Ten years after the first Mamma Mia! film, Mamma Mia! Here We Go Again proved yet again that movies don’t have to be dark and dreary to be deep.
Explaining the plot of Mamma Mia! to someone who knows nothing about the movie can be difficult: a simple description of what the story is about sounds incredibly frivolous… after all, it’s a romantic comedy about a woman who doesn’t know which of three men is her father. Oh, and it’s a musical. And all the songs are by the Swedish band ABBA. What?!
But even with such a seemingly ridiculous premise, Mamma Mia! is beloved as one of the most emotional and heartwarming movies of recent times. And all the singing and dancing only adds to the impact of the film.
Mamma Mia! Here We Go Again follows suit in a glorious way, and yet again proves that even a premise that is largely bright colors, spontaneous singing and dancing, and romance, can be one of the most emotive films of the year. How did they do it?
Mild spoilers for Mamma Mia! Here We Go Again below.
To successfully follow Mamma Mia!, the sequel had to be drastically different from the beloved classic. And the filmmakers’ risky decision to kill off the very heart of the show, Meryl Streep’s Donna Sheridan, paid off gloriously.
A story like this one, centered around the aftermath of the death of one of its central characters, could have easily gone awry, given that it focuses on powerful themes of grief and generational grudges, and turned out to be a lot more sad than uplifting. But instead, it succeeds beautifully because it commits to showing more than gritty darkness — it shows the beauty in every heartbreak.
The very concept of a musical featuring only songs by ABBA seems like a ridiculous fantasy, but both the Mamma Mia! films balance out the fantastical musical elements with a strong sense of emotional realism. Mamma Mia! Here We Go Again never shies away from the strength of Sophie’s grief, or the betrayals Donna suffers, or the overwhelming responsibility borne by Donna during her pregnancy.
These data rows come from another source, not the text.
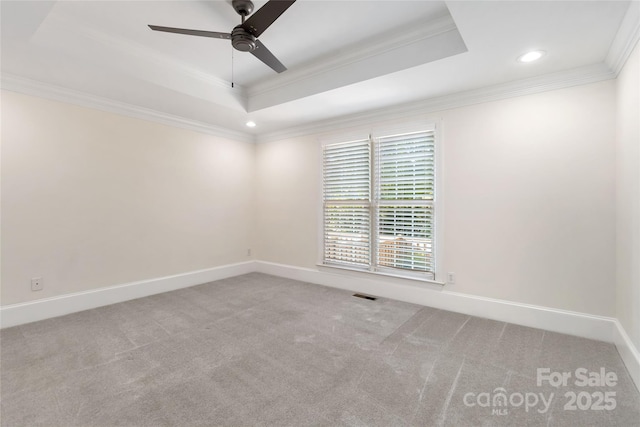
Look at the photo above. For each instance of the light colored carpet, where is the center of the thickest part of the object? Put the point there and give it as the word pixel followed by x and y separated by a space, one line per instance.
pixel 262 350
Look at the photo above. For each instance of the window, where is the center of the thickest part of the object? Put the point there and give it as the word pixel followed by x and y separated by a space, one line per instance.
pixel 379 203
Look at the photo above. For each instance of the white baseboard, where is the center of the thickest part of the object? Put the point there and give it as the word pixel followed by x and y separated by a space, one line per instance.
pixel 18 314
pixel 550 319
pixel 573 323
pixel 628 352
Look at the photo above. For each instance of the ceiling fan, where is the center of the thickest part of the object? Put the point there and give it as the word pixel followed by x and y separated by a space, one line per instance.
pixel 244 37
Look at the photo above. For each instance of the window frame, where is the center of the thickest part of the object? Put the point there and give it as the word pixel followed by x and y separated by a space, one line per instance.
pixel 372 133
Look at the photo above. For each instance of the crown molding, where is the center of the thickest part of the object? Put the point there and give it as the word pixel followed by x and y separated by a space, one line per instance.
pixel 62 94
pixel 374 47
pixel 560 80
pixel 626 38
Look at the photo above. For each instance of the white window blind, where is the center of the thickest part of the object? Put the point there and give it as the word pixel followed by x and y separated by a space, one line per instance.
pixel 404 196
pixel 379 197
pixel 347 203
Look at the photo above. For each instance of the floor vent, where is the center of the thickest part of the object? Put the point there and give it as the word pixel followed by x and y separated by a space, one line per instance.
pixel 365 297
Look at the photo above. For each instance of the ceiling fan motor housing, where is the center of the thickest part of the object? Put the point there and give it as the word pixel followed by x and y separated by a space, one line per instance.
pixel 243 7
pixel 243 40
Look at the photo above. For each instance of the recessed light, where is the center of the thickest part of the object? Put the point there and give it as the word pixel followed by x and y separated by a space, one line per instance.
pixel 531 56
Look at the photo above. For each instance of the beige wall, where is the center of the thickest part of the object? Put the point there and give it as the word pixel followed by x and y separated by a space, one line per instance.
pixel 529 199
pixel 93 199
pixel 628 197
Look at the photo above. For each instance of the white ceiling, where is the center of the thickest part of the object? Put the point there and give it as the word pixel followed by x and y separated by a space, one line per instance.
pixel 343 57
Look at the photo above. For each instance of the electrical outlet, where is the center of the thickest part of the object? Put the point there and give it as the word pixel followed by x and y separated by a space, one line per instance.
pixel 37 284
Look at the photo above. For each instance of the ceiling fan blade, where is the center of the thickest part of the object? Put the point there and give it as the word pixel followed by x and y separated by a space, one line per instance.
pixel 200 33
pixel 257 23
pixel 264 55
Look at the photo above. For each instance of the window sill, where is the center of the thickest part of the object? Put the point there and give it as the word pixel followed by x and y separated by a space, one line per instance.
pixel 372 274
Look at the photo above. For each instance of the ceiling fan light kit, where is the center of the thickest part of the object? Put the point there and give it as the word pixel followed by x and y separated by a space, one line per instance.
pixel 244 37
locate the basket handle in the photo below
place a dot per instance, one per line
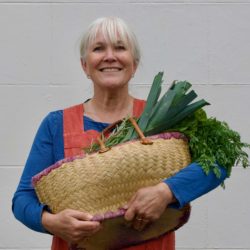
(103, 148)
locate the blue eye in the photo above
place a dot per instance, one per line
(120, 47)
(97, 48)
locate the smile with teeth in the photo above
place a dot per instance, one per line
(110, 69)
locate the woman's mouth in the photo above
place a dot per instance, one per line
(110, 69)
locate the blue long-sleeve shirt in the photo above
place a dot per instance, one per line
(48, 148)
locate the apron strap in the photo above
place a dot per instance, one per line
(75, 139)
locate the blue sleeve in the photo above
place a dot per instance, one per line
(192, 182)
(25, 204)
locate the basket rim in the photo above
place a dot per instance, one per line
(166, 135)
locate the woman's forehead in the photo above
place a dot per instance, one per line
(109, 38)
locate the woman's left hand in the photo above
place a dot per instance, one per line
(148, 204)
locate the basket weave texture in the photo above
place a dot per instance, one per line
(100, 183)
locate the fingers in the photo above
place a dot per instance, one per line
(140, 222)
(80, 215)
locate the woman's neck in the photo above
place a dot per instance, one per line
(109, 108)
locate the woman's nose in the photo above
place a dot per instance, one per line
(110, 54)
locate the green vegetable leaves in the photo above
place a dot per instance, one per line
(212, 142)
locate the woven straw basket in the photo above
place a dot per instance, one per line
(101, 184)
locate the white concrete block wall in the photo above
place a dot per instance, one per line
(205, 42)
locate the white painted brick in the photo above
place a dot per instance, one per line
(25, 44)
(228, 213)
(23, 109)
(13, 233)
(229, 41)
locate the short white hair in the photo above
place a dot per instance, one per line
(113, 29)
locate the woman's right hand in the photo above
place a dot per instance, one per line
(70, 225)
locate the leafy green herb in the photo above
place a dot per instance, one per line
(211, 141)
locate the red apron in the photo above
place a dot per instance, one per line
(75, 139)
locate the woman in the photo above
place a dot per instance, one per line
(109, 56)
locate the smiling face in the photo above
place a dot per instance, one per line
(109, 64)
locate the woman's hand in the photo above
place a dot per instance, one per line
(148, 204)
(70, 225)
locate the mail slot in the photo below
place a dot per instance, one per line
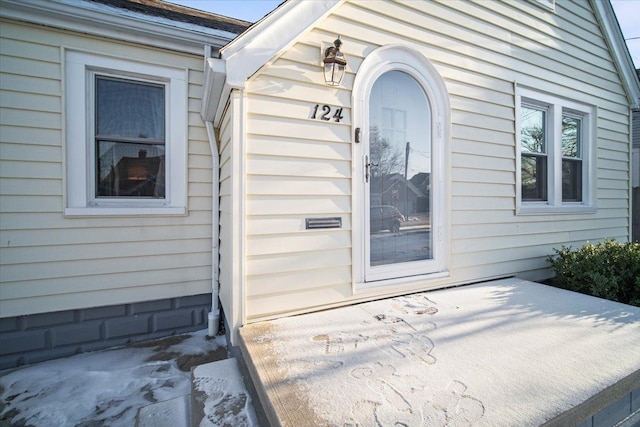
(315, 223)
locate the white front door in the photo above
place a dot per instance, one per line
(402, 116)
(397, 184)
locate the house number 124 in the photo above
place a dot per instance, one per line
(325, 113)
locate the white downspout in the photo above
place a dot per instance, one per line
(214, 315)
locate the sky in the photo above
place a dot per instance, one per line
(627, 11)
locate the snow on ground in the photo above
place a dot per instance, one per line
(106, 387)
(507, 352)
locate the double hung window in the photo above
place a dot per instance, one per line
(126, 136)
(555, 153)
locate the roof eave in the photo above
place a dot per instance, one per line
(99, 20)
(257, 46)
(618, 48)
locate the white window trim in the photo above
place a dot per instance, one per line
(79, 68)
(412, 62)
(556, 106)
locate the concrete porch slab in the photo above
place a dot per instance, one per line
(502, 353)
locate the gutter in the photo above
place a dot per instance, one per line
(214, 315)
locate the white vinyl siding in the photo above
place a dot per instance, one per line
(298, 167)
(49, 262)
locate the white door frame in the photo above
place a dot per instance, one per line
(412, 62)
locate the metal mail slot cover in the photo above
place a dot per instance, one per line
(313, 223)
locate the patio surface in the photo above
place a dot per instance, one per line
(502, 353)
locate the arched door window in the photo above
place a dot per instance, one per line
(401, 108)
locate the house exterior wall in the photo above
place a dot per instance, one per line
(52, 263)
(298, 167)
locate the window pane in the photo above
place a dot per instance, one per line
(532, 130)
(126, 169)
(127, 109)
(570, 136)
(400, 170)
(571, 180)
(534, 178)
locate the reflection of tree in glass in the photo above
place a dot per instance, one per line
(570, 136)
(387, 158)
(532, 130)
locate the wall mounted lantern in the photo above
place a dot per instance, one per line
(334, 64)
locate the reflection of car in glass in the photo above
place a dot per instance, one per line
(385, 218)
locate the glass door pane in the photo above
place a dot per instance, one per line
(399, 177)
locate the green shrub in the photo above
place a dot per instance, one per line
(608, 270)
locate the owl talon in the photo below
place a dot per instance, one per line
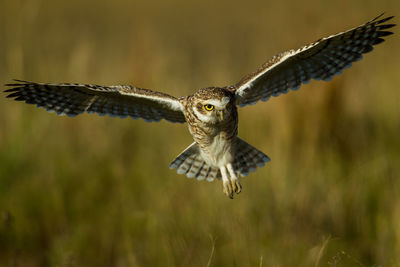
(237, 187)
(228, 189)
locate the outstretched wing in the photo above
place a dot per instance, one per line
(320, 60)
(120, 100)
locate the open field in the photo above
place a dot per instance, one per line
(97, 191)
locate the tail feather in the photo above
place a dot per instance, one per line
(190, 162)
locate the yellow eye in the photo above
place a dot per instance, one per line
(209, 107)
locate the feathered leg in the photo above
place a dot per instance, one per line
(237, 187)
(226, 182)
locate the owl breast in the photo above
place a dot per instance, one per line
(219, 151)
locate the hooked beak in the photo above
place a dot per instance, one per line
(221, 114)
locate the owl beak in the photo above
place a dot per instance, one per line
(221, 115)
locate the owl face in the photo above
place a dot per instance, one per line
(213, 105)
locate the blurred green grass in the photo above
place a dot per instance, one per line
(97, 191)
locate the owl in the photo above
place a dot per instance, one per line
(212, 113)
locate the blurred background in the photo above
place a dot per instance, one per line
(97, 191)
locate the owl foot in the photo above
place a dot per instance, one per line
(228, 189)
(237, 187)
(231, 184)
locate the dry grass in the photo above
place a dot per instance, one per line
(97, 191)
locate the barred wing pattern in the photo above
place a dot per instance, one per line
(320, 60)
(119, 100)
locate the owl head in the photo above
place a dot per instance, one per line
(213, 105)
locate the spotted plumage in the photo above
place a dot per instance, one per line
(211, 113)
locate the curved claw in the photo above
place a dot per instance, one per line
(237, 187)
(228, 189)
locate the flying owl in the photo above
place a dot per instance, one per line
(211, 113)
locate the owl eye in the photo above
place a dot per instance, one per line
(209, 107)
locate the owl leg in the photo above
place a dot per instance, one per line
(237, 187)
(226, 182)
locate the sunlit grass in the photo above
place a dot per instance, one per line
(97, 191)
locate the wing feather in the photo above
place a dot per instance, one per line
(117, 101)
(320, 60)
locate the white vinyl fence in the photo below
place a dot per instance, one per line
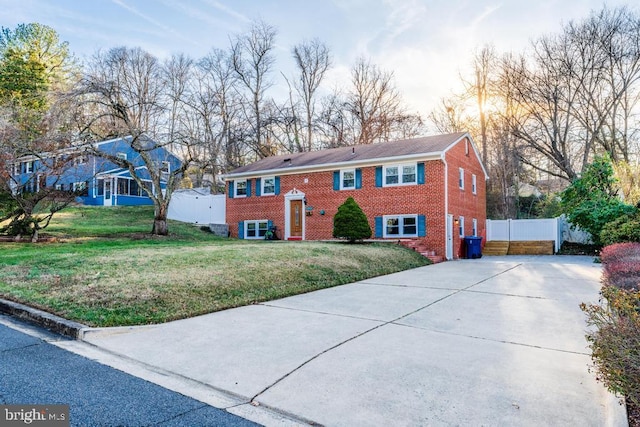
(197, 206)
(526, 229)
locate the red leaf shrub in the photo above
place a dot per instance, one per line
(621, 265)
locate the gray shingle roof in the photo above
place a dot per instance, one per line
(431, 145)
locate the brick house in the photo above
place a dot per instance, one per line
(430, 189)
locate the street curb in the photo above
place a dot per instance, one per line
(41, 318)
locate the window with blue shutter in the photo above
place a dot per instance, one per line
(421, 177)
(422, 226)
(378, 227)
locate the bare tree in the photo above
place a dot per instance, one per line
(127, 95)
(373, 101)
(313, 60)
(252, 59)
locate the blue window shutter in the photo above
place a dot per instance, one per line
(421, 173)
(422, 226)
(378, 227)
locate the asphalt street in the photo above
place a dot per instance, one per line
(33, 371)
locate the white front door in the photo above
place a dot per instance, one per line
(107, 192)
(449, 249)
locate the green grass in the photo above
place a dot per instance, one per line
(104, 269)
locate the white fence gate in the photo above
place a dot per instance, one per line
(197, 206)
(526, 229)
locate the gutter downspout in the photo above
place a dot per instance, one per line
(446, 206)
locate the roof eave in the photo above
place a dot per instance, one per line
(332, 166)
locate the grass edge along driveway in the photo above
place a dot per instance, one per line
(135, 279)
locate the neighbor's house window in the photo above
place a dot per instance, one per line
(241, 188)
(255, 229)
(401, 226)
(268, 186)
(28, 167)
(348, 179)
(81, 188)
(400, 174)
(80, 160)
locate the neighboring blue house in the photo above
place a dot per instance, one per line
(98, 181)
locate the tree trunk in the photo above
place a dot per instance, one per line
(160, 221)
(160, 227)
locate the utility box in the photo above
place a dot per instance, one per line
(473, 247)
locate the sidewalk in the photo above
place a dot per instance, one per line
(494, 341)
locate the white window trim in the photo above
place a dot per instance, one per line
(235, 188)
(257, 223)
(400, 225)
(400, 182)
(262, 182)
(342, 172)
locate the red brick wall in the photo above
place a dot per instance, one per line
(426, 199)
(464, 202)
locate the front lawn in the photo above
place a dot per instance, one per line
(104, 270)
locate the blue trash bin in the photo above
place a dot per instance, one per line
(473, 247)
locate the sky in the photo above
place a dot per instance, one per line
(427, 44)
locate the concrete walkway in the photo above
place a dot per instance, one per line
(494, 341)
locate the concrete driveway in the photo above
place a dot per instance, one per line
(494, 341)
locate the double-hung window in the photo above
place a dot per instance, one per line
(241, 188)
(255, 229)
(268, 186)
(348, 179)
(400, 174)
(400, 226)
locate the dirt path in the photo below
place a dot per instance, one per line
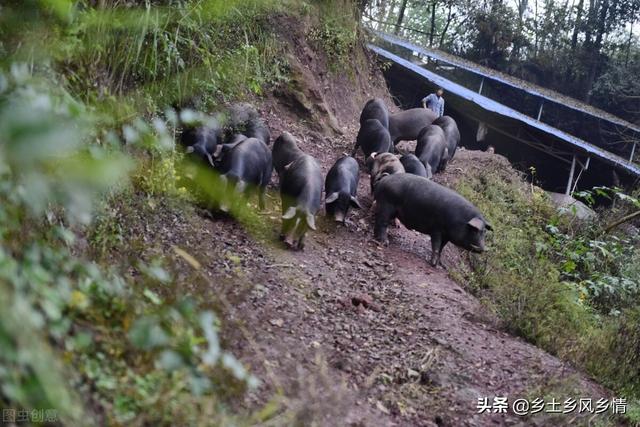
(352, 333)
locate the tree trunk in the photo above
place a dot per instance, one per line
(446, 25)
(522, 8)
(400, 17)
(577, 25)
(594, 56)
(626, 59)
(432, 30)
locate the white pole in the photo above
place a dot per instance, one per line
(540, 110)
(573, 169)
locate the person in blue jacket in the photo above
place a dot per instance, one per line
(435, 102)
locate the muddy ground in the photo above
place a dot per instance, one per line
(348, 332)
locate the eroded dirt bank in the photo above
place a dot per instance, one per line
(348, 332)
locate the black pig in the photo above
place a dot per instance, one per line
(413, 165)
(341, 187)
(301, 193)
(429, 208)
(432, 150)
(451, 133)
(245, 167)
(406, 125)
(285, 151)
(382, 165)
(372, 137)
(375, 109)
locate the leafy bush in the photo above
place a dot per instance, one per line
(136, 356)
(337, 32)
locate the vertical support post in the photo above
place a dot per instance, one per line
(573, 169)
(540, 110)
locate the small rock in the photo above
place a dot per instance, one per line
(277, 322)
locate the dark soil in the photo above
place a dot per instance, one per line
(348, 332)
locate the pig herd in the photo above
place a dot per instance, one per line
(401, 185)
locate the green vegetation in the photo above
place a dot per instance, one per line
(337, 33)
(564, 285)
(92, 326)
(83, 91)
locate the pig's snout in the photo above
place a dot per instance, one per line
(478, 248)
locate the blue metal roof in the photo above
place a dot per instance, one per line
(525, 86)
(497, 108)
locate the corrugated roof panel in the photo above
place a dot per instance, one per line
(497, 108)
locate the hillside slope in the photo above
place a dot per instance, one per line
(349, 332)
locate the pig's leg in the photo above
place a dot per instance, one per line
(437, 243)
(385, 212)
(262, 191)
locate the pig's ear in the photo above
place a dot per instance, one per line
(476, 223)
(210, 160)
(218, 151)
(290, 213)
(355, 203)
(331, 197)
(311, 221)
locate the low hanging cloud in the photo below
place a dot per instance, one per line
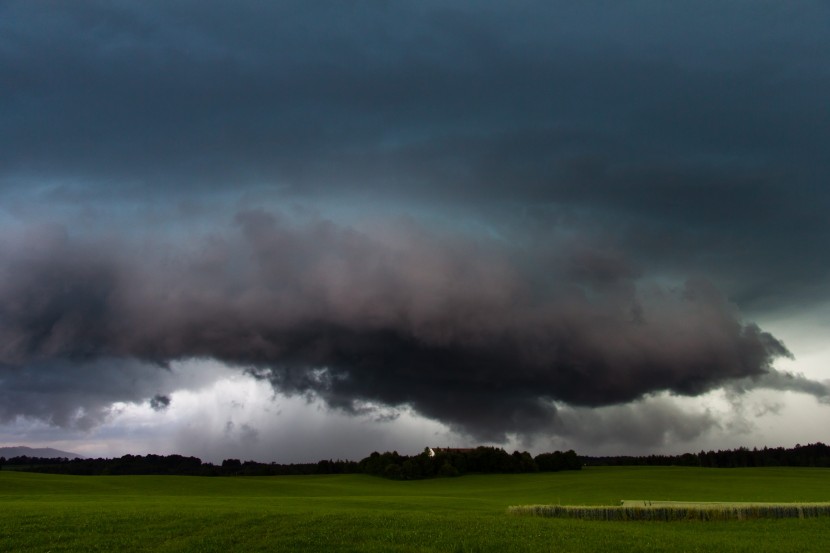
(481, 334)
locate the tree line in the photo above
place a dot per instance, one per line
(451, 463)
(810, 455)
(388, 465)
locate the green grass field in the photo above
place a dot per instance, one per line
(360, 513)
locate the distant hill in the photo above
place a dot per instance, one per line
(42, 452)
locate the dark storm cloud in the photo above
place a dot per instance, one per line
(473, 332)
(704, 122)
(159, 402)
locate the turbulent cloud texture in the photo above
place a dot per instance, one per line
(497, 215)
(473, 332)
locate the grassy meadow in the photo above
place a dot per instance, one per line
(41, 512)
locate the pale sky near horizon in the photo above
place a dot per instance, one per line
(292, 231)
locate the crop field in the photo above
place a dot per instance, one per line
(53, 513)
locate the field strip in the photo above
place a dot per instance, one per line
(676, 510)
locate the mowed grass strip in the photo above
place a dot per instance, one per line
(359, 513)
(675, 511)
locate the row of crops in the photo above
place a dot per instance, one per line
(664, 511)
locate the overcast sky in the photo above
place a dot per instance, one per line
(289, 231)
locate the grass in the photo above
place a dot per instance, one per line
(359, 513)
(676, 510)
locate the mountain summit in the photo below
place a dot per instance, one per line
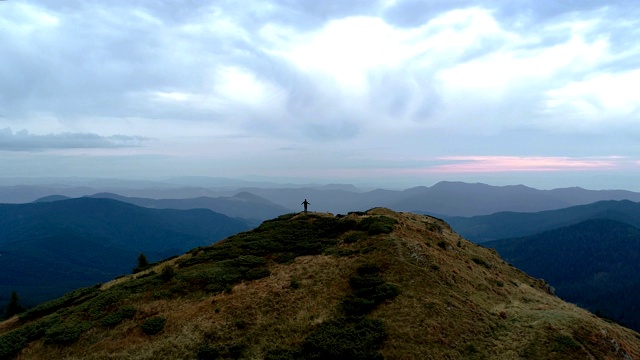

Instead, by facing the emotions in a realistic way, it finds itself uniquely equipped to explore character development in a better way than most stories because its commitment to being thorough also shows us the beauty in every circumstance on Donna and Sophie’s face.
Joy is much more effective than straight-up pain, because it’s realistic: even if we don’t notice it, every sad moment in life has beauty on some level — whether it’s the setting, the people that support us through suffering, or the strength in the effort to overcome difficulty.
Mamma Mia! Here We Go Again highlights that. When Donna is giving birth at the end, and Sophie is celebrating her mother’s life — and grieving her death – we witness how painful and isolating it all feels for them. But we also witness Donna’s overwhelming joy at the birth of her daughter, the sheer wonder that Donna’s life was in general… and how far Sophie has come in pursuing her own dreams and her mother’s.
The ability to turn a story like this into a musical, and turn every painful moment into a dance, is a testament to the expertise that engineered both movies. Mamma Mia! Here We go Again, perhaps even more so than the first movie, did something we all struggle to do: to face the beauty in sadness head-on, and celebrate every moment that led us to where we are.